Technical Leader for Design Michael Hawes says that the biggest leap forward hasn’t just been about expanding design opportunities through technology. It’s been in using technology to facilitate better collaboration.

“The use and accessibility of drones, and LIDAR and point clouds are a massive leap forward, in providing data,” Michael says. “But programs like Miro and BIM360 are even more important as they enable us to work more collaboratively with others and realise that shared potential”

Flipping through pages of finished plans and reading reports to provide feedback and make approvals is increasingly out of sync with the more dynamic and collaborative workflows that are evolving in the industry.

“There’s an expectation – and indeed value – in the client, project team and increasingly the community being able to see and interact with a design as it develops,” he continues. “Static visual simulations have become business as usual; and we have the ability for the client and end-users to get involved in real-time and in more immersive interfaces such as VR”

Cloud-based platforms mean that job files can be accessed by multiple users at the click of a button, and the project team can see design changes, and their effects, immediately.

“Programs like Miro – which is more about collaboration and sharing of ideas, rather than strictly design tools – allow our clients (who are often creatives themselves) to be more closely involved earlier, and more deeply, as ideas develop,” Michael explains. “And that means the process becomes a two-way problem-solving relationship – our design expertise and their knowledge of the place and commercial objectives. The result is inevitably a better solution because we’ve arrived at it collaboratively.”

Bringing people together: the internal upside of COVID-19

All of New Zealand went into lockdown on 25 March 2020; less than a month after the country recorded its first community case of the virus. It was imperative to keep company operations moving forward, and to support staff wellness, through internal connectivity. In response Boffa Miskell’s IT staff quickly rolled out Teams as the primary program for communication.

“We’d been talking about using Teams since around 2019,” says IT manager Andrew Scrivens. “But there was an unconscious hesitance to uptake, simply because we didn’t need that technology to get our jobs done. But almost overnight, when the country went into lockdown, we did. Teams enabled us to continue collaborate on projects even though we all worked from home – and just as important, we were able to support each other through a completely uncharted experience. That need for connection meant any resistance about adopting a new piece of software went away.”

The days of Virtual Drinks at 5pm on Friday are (mostly) a thing of the past, but the staff’s confidence to integrate new technology and willingness to accept changing ways of working has remained.

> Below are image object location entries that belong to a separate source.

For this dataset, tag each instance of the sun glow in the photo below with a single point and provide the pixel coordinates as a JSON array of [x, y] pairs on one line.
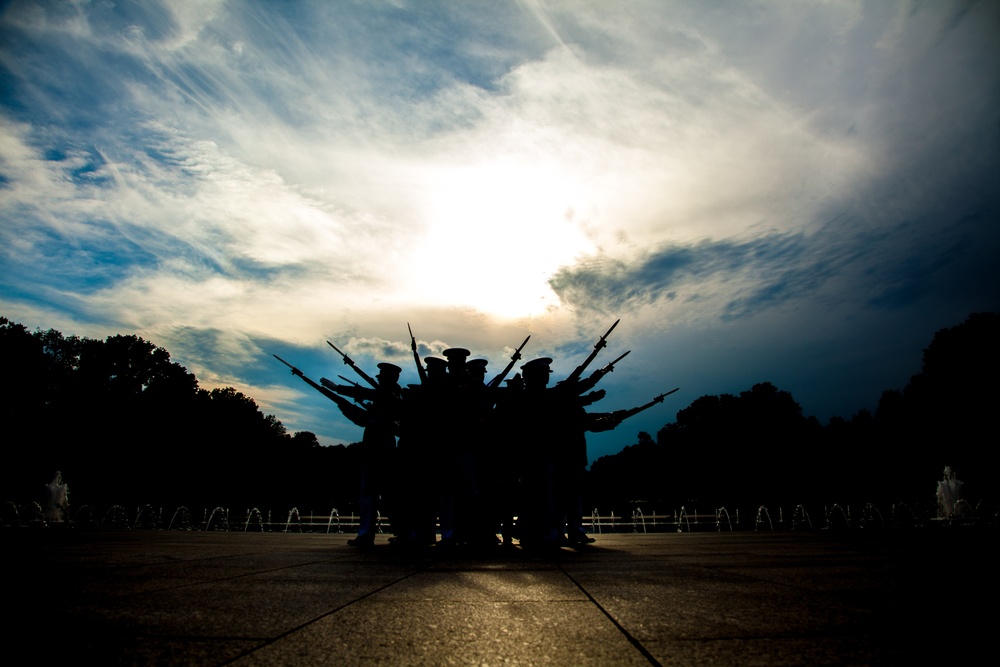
[[495, 234]]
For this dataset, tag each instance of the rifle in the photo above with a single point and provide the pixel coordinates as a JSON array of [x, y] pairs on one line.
[[622, 415], [495, 382], [421, 371], [356, 391], [596, 376], [608, 421], [350, 362], [356, 414], [575, 375]]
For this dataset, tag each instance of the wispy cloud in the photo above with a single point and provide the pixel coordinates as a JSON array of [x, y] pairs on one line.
[[221, 175]]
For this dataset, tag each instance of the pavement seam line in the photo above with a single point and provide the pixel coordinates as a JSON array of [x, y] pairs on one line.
[[621, 628], [301, 626]]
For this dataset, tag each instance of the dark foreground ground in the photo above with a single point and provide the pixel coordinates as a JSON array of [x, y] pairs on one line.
[[783, 598]]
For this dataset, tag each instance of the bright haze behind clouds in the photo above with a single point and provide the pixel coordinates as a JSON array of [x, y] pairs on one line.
[[793, 192]]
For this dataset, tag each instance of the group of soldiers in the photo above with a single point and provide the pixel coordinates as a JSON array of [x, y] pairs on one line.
[[489, 461]]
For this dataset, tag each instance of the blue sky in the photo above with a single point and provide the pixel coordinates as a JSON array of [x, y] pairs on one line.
[[793, 192]]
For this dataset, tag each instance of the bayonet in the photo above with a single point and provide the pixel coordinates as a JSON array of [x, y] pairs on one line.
[[598, 346], [421, 371], [350, 362]]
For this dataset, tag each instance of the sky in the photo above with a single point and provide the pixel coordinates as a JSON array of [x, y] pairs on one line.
[[784, 191]]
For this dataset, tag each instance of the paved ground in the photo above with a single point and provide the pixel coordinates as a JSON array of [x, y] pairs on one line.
[[782, 598]]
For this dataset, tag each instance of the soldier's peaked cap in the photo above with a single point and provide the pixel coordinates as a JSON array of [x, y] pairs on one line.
[[540, 365]]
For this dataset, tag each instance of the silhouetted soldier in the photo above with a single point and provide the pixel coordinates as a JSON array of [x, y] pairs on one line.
[[378, 446], [419, 457], [538, 520], [505, 458]]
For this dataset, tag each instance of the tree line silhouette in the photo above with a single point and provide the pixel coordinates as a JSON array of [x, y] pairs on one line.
[[758, 447], [128, 426]]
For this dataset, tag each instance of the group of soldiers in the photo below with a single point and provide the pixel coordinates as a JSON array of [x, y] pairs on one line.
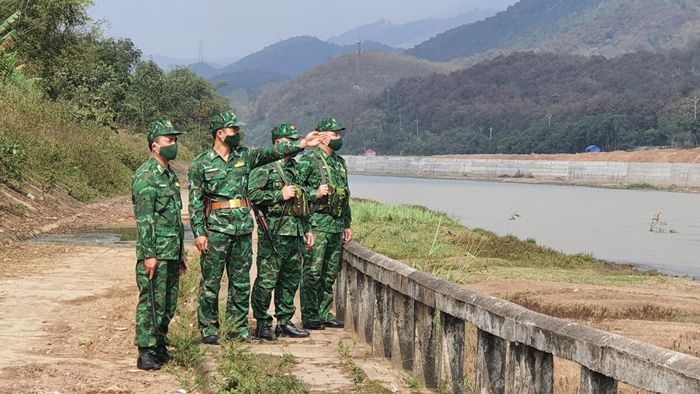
[[303, 216]]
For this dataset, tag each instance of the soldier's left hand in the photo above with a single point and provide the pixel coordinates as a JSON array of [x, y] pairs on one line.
[[314, 138], [310, 240], [184, 265], [289, 192]]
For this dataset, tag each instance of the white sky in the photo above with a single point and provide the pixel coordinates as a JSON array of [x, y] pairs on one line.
[[230, 29]]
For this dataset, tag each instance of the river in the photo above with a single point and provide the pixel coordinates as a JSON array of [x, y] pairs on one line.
[[611, 224]]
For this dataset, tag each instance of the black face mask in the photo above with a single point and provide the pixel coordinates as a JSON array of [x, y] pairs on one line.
[[336, 144], [233, 140]]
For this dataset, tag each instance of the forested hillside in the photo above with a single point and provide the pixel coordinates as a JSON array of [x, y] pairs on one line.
[[585, 27], [338, 87], [529, 102], [75, 105], [406, 35]]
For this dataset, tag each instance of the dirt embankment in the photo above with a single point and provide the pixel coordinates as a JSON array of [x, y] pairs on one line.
[[640, 156]]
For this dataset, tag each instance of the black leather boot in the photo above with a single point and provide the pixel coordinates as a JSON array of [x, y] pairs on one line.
[[147, 362], [290, 330], [265, 332]]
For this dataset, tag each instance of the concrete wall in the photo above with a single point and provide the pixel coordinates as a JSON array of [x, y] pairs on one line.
[[420, 323], [660, 174]]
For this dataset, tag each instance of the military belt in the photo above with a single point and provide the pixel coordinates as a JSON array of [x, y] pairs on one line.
[[234, 203]]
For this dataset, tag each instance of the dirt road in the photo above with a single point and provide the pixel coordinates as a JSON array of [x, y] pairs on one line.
[[67, 322]]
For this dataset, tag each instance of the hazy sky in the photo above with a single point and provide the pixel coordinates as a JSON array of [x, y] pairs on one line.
[[231, 29]]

And inter-office collaboration is stronger than ever.

“The company-wide evolution in mindset is a real silver lining to the COVID experience,” says Andrew. “We’ve had a couple of mini-lockdowns over the past year, and the staff is able to take those changes in stride, as they have continued to utilise teams and other online workspaces as usual working practice. Beyond that, we have become more nimble in our attitude to new technology; people are very happy to to give a new app or program a trial and see if it’s something we want to adopt more broadly.”